While I was busy pulling together our recent research report on gold mining’s potential ability to decarbonise, I also participated in a number of online events and discussions with climate-conscious investors regarding gold’s credentials as a responsible and sustainable asset. Or perhaps I should rephrase that; I participated in a number of online events with climate-conscious investors during which I sought to introduce gold’s credentials as a responsible and sustainable asset into the discussion, to the surprise of most other participants.
For those of us in the gold market, such engagement offers us an important reality check; we need to face the simple fact that the vast majority of professional and institutional investors, when surveying the current ESG investment landscape, do not consider gold as an appropriate or relevant asset. And, historically, there may be rational reasons for that. Not only do many institutional investors regard gold as an opaque, volatile and ‘emotional’ asset, ill-suited to modern portfolio management, but lingering in their minds are often images of gold mining rooted in the colonial past or reflecting artisanal mining activities, where conditions are very far removed from those of modern corporate gold production. One advisor recently commented to me that most of her institutional investment contacts in Europe simply won’t look at the ‘extractives sector’ given its ‘problematic reputation’ and ‘negative environmental impacts’.
But it can be argued that, as things stand today, such positions might not only be a little blinkered and, in many regards, out-dated and inaccurate, but also a missed opportunity if those investors are interested in their funds being directed towards assets that will deliver a more stable, secure and sustainable future.

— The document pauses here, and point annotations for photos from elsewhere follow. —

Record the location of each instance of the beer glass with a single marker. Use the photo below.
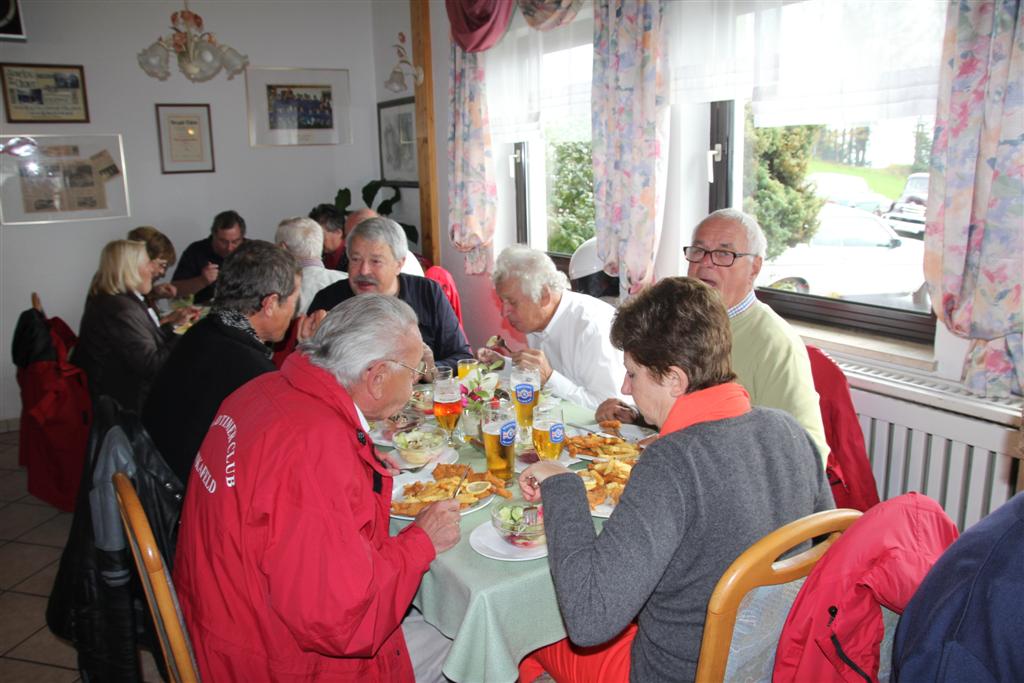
(526, 391)
(549, 431)
(448, 404)
(466, 366)
(499, 439)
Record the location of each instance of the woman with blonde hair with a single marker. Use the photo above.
(122, 343)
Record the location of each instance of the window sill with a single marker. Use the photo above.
(907, 354)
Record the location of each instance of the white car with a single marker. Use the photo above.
(853, 253)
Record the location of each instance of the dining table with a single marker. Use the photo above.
(495, 611)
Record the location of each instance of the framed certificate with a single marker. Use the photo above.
(44, 93)
(185, 138)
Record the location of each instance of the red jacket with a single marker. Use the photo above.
(285, 568)
(835, 628)
(848, 469)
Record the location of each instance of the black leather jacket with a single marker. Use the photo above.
(97, 601)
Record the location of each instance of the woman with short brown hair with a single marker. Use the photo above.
(721, 476)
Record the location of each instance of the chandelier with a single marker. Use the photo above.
(200, 57)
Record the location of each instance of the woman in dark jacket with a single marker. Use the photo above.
(122, 344)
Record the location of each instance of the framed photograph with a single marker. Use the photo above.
(44, 93)
(185, 138)
(67, 177)
(396, 131)
(298, 107)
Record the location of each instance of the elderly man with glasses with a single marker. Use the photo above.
(768, 356)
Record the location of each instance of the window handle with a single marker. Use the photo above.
(713, 156)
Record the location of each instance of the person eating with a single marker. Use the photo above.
(722, 475)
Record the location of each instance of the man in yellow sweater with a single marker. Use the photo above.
(768, 356)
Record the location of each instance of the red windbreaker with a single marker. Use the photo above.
(835, 628)
(285, 568)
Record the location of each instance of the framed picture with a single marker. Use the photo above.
(44, 93)
(396, 131)
(67, 177)
(298, 107)
(185, 138)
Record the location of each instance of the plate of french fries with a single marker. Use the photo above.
(605, 481)
(411, 494)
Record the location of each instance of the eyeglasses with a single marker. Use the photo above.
(722, 257)
(419, 370)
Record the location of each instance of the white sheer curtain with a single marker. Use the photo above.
(524, 89)
(809, 61)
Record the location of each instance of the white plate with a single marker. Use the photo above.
(485, 541)
(400, 481)
(564, 459)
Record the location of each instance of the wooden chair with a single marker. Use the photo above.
(159, 589)
(757, 566)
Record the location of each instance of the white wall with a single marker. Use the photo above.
(263, 184)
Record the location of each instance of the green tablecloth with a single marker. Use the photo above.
(497, 612)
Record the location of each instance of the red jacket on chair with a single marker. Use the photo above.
(848, 469)
(835, 627)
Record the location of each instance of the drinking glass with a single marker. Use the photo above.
(526, 391)
(448, 404)
(499, 438)
(549, 431)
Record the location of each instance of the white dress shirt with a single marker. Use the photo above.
(587, 369)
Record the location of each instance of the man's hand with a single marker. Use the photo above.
(164, 291)
(612, 409)
(440, 521)
(309, 324)
(210, 272)
(534, 357)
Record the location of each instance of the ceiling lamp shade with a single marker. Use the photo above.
(200, 56)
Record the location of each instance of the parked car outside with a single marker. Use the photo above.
(854, 253)
(849, 190)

I won’t reiterate here my long-held position (backed by a chunky body of research1) that institutional investors could benefit from adopting a broader perspective on portfolio diversification and from looking more closely at gold’s ability to contribute to the optimal performance of portfolios. Also, it is not my intention to defend the whole mining sector, or to underestimate the challenges faced by the sector in its ongoing transformation to become cleaner, safer and more sensitive to all its stakeholders. But I do think it is important to remind investors and stakeholders that the sector will be absolutely vital in delivering the applications, technology and infrastructure needed to move towards a cleaner, safer world.
If, for example, we are to commit to Paris-aligned carbon reduction and climate targets, we will, as the World Bank has repeatedly reminded us (including via its Climate-Smart Mining initiative), inevitably need more mining, not less. Therefore, funding an efficient and accountable mining industry that is focused on delivering strategically vital materials is, it can be argued, absolutely pre-requisite to progress. Without it, the world cannot be confident it will be able to mitigate climate risks while also being able to achieve development goals.